Covid-19 hit Newham, my very diverse borough, extremely hard. It is next door to Tower Hamlets, which we heard about from my hon. Friends the Members for Bethnal Green and Bow (Rushanara Ali) and for Poplar and Limehouse (Apsana Begum). As elsewhere, the council has been imaginative and effective. It recruited volunteer health champions to disseminate key health messages and to obtain feedback from the community. It set up Newham Food Alliance with faith and community groups. Bonny Downs Baptist church, Highway Vineyard church, Manor Park Christian Centre, Ibrahim mosque and the Newham Community Project have all done extraordinary work in East Ham.

The council has increased support for temporarily accommodated homeless families and it has extended support to rough sleepers and families with no recourse to public funds. It has spent £25.3 million extra on the pandemic this financial year. It has lost £13.3 million in income and has been unable to deliver £7.4 million in planned service cuts. That is a £59.5 million hit, but Government funding has been £36.8 million.

Some 3 million extra people have had to claim universal credit this year, but hard-working families, who work legally but have no recourse to public funds due to their immigration status, do not have that safety net. They can get council help under section 17 of the Children Act 1989 if they have children, and under the Care Act 2014 if they need additional care.

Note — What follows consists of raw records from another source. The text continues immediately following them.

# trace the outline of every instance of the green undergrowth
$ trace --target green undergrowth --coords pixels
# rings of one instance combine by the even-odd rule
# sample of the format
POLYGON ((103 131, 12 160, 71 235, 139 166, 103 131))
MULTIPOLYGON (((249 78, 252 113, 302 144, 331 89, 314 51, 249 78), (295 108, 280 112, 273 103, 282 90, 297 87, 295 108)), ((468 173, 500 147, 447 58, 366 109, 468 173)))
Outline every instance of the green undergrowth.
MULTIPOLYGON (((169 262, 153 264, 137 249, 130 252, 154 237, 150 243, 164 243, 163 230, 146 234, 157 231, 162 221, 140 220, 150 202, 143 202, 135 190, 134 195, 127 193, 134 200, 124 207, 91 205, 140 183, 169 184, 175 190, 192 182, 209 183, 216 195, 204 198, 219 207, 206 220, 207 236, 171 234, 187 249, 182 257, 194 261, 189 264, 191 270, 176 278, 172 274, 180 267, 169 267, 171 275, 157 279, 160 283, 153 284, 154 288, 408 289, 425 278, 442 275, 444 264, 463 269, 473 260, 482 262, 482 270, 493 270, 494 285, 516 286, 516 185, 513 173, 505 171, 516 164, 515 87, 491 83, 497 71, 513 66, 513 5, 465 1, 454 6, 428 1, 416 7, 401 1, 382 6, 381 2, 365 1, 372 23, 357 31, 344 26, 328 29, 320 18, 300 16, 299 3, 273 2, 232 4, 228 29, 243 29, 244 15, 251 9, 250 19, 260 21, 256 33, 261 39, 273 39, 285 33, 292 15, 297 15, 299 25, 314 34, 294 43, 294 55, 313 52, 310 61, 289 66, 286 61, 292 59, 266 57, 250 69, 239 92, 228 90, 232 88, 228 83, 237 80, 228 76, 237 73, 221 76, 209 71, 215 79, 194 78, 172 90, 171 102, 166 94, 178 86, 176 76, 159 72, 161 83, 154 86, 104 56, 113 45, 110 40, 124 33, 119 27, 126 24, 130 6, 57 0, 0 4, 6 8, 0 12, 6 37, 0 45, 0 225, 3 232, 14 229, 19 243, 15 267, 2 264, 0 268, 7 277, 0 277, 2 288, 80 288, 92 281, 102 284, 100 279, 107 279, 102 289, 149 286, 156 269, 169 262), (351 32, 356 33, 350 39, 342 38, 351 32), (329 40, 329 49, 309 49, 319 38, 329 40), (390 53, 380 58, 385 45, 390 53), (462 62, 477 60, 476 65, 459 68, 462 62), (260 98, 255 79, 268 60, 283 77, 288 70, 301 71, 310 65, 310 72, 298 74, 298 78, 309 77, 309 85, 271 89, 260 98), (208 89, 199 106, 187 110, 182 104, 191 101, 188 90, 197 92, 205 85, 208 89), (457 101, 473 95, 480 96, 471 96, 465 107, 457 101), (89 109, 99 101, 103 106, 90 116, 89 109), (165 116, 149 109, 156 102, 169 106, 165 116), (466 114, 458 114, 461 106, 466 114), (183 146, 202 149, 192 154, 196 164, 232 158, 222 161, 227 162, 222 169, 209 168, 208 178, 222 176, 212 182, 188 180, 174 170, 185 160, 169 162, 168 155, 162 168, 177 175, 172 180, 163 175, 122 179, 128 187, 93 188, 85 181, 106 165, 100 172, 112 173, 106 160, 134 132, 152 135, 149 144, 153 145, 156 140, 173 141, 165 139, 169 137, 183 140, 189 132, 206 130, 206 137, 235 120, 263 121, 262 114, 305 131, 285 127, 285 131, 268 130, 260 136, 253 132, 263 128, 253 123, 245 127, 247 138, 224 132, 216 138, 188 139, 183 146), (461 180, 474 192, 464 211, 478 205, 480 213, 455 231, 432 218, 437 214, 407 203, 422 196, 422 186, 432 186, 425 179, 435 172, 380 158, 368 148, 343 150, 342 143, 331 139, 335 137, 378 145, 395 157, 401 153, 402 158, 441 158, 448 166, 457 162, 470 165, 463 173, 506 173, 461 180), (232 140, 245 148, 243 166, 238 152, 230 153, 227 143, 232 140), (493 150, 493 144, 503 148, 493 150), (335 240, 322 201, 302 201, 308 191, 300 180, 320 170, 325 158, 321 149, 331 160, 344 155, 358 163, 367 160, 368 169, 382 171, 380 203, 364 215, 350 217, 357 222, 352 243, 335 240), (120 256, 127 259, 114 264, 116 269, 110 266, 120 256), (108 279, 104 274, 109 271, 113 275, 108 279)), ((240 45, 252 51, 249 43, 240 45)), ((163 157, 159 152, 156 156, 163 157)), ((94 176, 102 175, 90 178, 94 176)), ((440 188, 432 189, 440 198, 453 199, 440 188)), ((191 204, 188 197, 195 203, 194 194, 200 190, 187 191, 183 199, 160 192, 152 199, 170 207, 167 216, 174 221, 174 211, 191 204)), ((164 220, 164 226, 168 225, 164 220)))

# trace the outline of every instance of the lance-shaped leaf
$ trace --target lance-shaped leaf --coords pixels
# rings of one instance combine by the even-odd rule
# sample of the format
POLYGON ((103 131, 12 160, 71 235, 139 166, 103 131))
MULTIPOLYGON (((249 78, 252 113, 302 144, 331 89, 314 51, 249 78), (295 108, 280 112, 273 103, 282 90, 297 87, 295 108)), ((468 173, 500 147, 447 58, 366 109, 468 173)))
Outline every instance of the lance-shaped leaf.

In March, local authorities were told by the Minister to support single homeless adults without care needs. I very much applaud his initiative—I wish the Home Office had shown a similar degree of enlightenment—but there was no clear legal basis for that instruction, so provision has varied immensely.

Local welfare assistance and £500 track and trace payments are available for families with no recourse to public funds only by discretion. Andy Jolly of the University of Wolverhampton reports that many families were refused council help during the pandemic. We need new funding for basic council support for families with no recourse to public funds. Will the Minister commit to providing it?